On Thursday, the devil – to some – descended upon Montreal. George W. Bush graced us with his presence at the Queen Elizabeth Hotel for $400 per head for a thousand guests. No members of the press were formally invited.
Outside, protesters had gathered waving signs that read “Fuck (my) Bush,” “George Bush=War Criminal,” and “Don’t Duck.” Riot police arrested five people.
I was offered a free ticket. Here was my opportunity to see the man who symbolized everything my political education had taught me to despise. I can hear it all – the lies, the proselytizing, the mispronunciations – from the horse’s mouth.
Yet the question remained in the back of my mind: was I in some way corroborating his legacy by sitting calmly in his presence?
Some would argue yes. There was no yelling or shoe-throwing. Most people laughed at his jokes. There was no uproar when he shat all over democratic accountability: “I didn’t care about the polls; they didn’t matter a damn bit.” If there was adversity in the room, he was only made to feel it minimally. And now, he is laughing all the way to the bank.
Outside, crowds were cheering as his effigy burned. The protestors could not be accused on any level of “participating.”
This divide in action is emblematic of a larger debate that our generation is grappling with: what is the best route for effecting political action? Mobilizing in the street might seem like the most obvious answer – it is visible, it is democratic, and it doesn’t compromise those involved.

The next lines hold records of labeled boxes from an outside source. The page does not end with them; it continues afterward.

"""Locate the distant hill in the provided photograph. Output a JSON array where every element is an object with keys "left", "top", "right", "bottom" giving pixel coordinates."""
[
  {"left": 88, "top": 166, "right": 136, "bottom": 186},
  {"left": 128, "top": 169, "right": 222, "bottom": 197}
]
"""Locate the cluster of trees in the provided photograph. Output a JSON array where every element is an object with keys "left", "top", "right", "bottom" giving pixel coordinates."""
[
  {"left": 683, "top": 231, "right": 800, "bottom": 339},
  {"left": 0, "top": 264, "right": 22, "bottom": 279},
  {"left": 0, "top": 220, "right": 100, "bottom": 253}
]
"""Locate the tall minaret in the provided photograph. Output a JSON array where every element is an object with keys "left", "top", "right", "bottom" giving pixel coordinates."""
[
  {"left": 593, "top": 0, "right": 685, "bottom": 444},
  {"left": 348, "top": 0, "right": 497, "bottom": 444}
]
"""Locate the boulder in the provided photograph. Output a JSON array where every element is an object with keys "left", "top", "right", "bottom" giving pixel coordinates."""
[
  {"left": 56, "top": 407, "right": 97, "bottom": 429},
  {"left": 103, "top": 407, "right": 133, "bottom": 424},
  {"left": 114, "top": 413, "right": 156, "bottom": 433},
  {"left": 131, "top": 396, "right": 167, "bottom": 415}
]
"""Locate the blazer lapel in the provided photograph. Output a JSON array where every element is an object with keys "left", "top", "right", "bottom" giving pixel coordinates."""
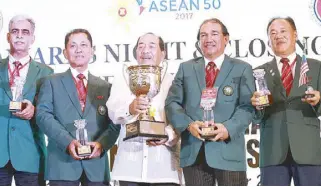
[
  {"left": 22, "top": 60, "right": 40, "bottom": 96},
  {"left": 193, "top": 58, "right": 206, "bottom": 92},
  {"left": 61, "top": 69, "right": 83, "bottom": 117},
  {"left": 289, "top": 55, "right": 306, "bottom": 97},
  {"left": 0, "top": 58, "right": 12, "bottom": 100},
  {"left": 214, "top": 55, "right": 234, "bottom": 88},
  {"left": 84, "top": 73, "right": 98, "bottom": 116}
]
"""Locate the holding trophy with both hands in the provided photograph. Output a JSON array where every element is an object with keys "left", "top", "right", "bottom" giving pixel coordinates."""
[{"left": 123, "top": 33, "right": 168, "bottom": 141}]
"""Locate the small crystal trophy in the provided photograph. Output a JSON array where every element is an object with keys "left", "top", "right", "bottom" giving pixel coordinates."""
[
  {"left": 9, "top": 77, "right": 26, "bottom": 112},
  {"left": 253, "top": 69, "right": 272, "bottom": 107},
  {"left": 201, "top": 87, "right": 218, "bottom": 139},
  {"left": 74, "top": 119, "right": 92, "bottom": 157}
]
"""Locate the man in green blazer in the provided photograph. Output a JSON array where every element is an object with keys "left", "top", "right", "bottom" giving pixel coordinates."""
[
  {"left": 165, "top": 18, "right": 254, "bottom": 186},
  {"left": 251, "top": 17, "right": 321, "bottom": 186},
  {"left": 36, "top": 29, "right": 119, "bottom": 186},
  {"left": 0, "top": 15, "right": 53, "bottom": 186}
]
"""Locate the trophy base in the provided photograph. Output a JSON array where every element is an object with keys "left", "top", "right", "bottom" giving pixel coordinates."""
[
  {"left": 258, "top": 95, "right": 273, "bottom": 107},
  {"left": 201, "top": 126, "right": 217, "bottom": 140},
  {"left": 9, "top": 101, "right": 27, "bottom": 112},
  {"left": 302, "top": 94, "right": 314, "bottom": 99},
  {"left": 76, "top": 145, "right": 92, "bottom": 157},
  {"left": 123, "top": 120, "right": 168, "bottom": 141}
]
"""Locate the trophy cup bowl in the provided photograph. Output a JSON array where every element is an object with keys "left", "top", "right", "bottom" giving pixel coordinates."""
[
  {"left": 9, "top": 77, "right": 27, "bottom": 112},
  {"left": 124, "top": 65, "right": 168, "bottom": 140},
  {"left": 253, "top": 69, "right": 273, "bottom": 107}
]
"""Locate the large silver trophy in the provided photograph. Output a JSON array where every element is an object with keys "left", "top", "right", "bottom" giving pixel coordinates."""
[
  {"left": 253, "top": 69, "right": 273, "bottom": 107},
  {"left": 123, "top": 63, "right": 168, "bottom": 140},
  {"left": 9, "top": 77, "right": 26, "bottom": 112},
  {"left": 74, "top": 119, "right": 92, "bottom": 157}
]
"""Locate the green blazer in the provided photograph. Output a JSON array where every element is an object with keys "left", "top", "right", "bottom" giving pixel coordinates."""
[
  {"left": 36, "top": 69, "right": 120, "bottom": 182},
  {"left": 0, "top": 58, "right": 53, "bottom": 173},
  {"left": 165, "top": 56, "right": 254, "bottom": 171},
  {"left": 254, "top": 55, "right": 321, "bottom": 167}
]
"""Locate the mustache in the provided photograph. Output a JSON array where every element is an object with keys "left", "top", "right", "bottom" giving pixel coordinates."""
[{"left": 140, "top": 53, "right": 154, "bottom": 59}]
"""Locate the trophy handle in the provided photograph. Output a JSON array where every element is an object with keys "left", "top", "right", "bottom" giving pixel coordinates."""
[
  {"left": 122, "top": 64, "right": 129, "bottom": 87},
  {"left": 161, "top": 60, "right": 168, "bottom": 82}
]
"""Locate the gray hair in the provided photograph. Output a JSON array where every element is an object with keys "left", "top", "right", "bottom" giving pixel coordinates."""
[{"left": 9, "top": 15, "right": 36, "bottom": 34}]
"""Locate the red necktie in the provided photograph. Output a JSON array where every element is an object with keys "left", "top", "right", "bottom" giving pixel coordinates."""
[
  {"left": 205, "top": 62, "right": 220, "bottom": 88},
  {"left": 76, "top": 73, "right": 87, "bottom": 111},
  {"left": 9, "top": 61, "right": 23, "bottom": 87},
  {"left": 281, "top": 58, "right": 293, "bottom": 96}
]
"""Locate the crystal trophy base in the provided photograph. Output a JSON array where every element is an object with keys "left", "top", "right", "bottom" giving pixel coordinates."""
[
  {"left": 77, "top": 145, "right": 92, "bottom": 157},
  {"left": 201, "top": 126, "right": 217, "bottom": 139},
  {"left": 123, "top": 120, "right": 168, "bottom": 141},
  {"left": 9, "top": 101, "right": 27, "bottom": 112},
  {"left": 303, "top": 86, "right": 314, "bottom": 99}
]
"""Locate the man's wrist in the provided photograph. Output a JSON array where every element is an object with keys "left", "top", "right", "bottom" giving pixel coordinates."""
[{"left": 186, "top": 121, "right": 194, "bottom": 132}]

Nevertheless, people our age are largely disenchanted with grassroots politics. The protest era faded along with our parents’ ideological aspirations into the rampant materialism of the eighties. The formative years of our understandings of global politics were dominated by the paradigms of the Bush administration – which overtly lied to its own people, capitalized on fear-mongering, and steamrolled the demands of the millions worldwide who protested the Iraq invasion. We are identified as apathetic and careerist; and frankly, given the precedents, these tendencies are understandable, if not acceptable.
Was I rationalizing self-promotion in the name of intellectual interest while indulging in some kind of morbid curiosity?
All of this was on my mind during the speech. By the end of Bush’s presentation, though most of the information wasn’t new, my appreciation for the man’s significance was.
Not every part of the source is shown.